Plane
© Brendan Smialowski / AFP
One of the Boeing 747s used by Japanese Prime Minister Shinzo Abe.
An investigation has been launched after an access panel on the wing of a Boeing 747 used by Japanese Prime Minister Shinzo Abe fell off during flight.

Japan's Air Self Defense Force (ASDF) confirmed the incident happened during a flight from Tokyo to Hokkaido, Thursday. The part, which is about the size of a laptop computer and provides access to an area connecting the engines to the right wing of the plane, has not yet been found.

"There was no sign of it on the runways so it's going to be very difficult to locate," a spokesman for the ASDF said in a statement, cited by Reuters. ANN News in Japan broadcast images of the plane and its missing part on Thursday.

Two jumbo jets carrying Abe and other government officials set off from Tokyo on Friday ahead of a six-day trip to Eastern Europe. The Japanese PM was reportedly not aboard the plane that lost its panel.


The lost panel follows similar incidents involving US-made aircraft in Okinawa, the southern island prefecture home to several US military bases, in recent weeks.

On Wednesday, US Defense Secretary James Mattis called his Japanese counterpart, Defense Minister Itsunori Onodera, to personally apologize for a series of blunders beginning last month when the window of a military helicopter fell from its frame during a flight and landed in a school sports field. Around 60 students were playing in the area at the time, according to Japan Times.

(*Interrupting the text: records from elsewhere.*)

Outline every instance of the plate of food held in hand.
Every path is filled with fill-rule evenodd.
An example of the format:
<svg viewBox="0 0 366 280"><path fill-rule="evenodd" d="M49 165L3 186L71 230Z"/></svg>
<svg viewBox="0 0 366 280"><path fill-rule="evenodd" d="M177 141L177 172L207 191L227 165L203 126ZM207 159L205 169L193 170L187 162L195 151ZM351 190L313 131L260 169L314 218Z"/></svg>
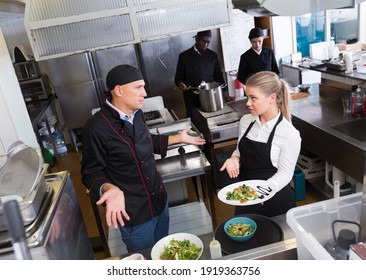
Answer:
<svg viewBox="0 0 366 280"><path fill-rule="evenodd" d="M262 203L276 194L275 188L265 180L248 180L222 188L218 198L230 205L247 206Z"/></svg>

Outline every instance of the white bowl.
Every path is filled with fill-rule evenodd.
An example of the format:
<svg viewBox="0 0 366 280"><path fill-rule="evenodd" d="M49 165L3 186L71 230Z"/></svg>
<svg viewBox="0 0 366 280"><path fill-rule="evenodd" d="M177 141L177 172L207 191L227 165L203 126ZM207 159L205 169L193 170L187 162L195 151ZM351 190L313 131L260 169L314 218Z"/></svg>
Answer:
<svg viewBox="0 0 366 280"><path fill-rule="evenodd" d="M168 235L168 236L160 239L151 250L151 259L160 260L160 256L164 251L164 246L168 246L170 240L172 240L172 239L179 240L179 241L189 240L191 243L193 243L193 244L197 245L199 248L201 248L201 252L197 257L197 260L201 257L202 252L203 252L202 240L199 239L194 234L182 232L182 233L174 233L174 234Z"/></svg>

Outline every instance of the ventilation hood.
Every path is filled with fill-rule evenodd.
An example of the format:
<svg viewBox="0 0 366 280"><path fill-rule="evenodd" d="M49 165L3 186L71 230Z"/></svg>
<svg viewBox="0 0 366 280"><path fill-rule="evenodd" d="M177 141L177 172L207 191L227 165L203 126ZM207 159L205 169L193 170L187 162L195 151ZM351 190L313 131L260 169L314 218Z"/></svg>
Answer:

"This is a regrettable incident and we apologize for any anxiety it has caused the community," the Marine Corps said in a statement at the time.

On Monday, a US AH1 attack helicopter was forced to make an emergency landing on the premises of a hotel after a warning light indicated a problem with the tail rotor. On the same day, a heavy-lift helicopter was sent to the eastern coast of Ikeijima Island, near Okinawa, to pick up another military helicopter that was disabled on a beach. Questioned about the incidents, Okinawa Governor Takeshi Onaga said the US military should "feel ashamed of their inability to be in control of what they are doing."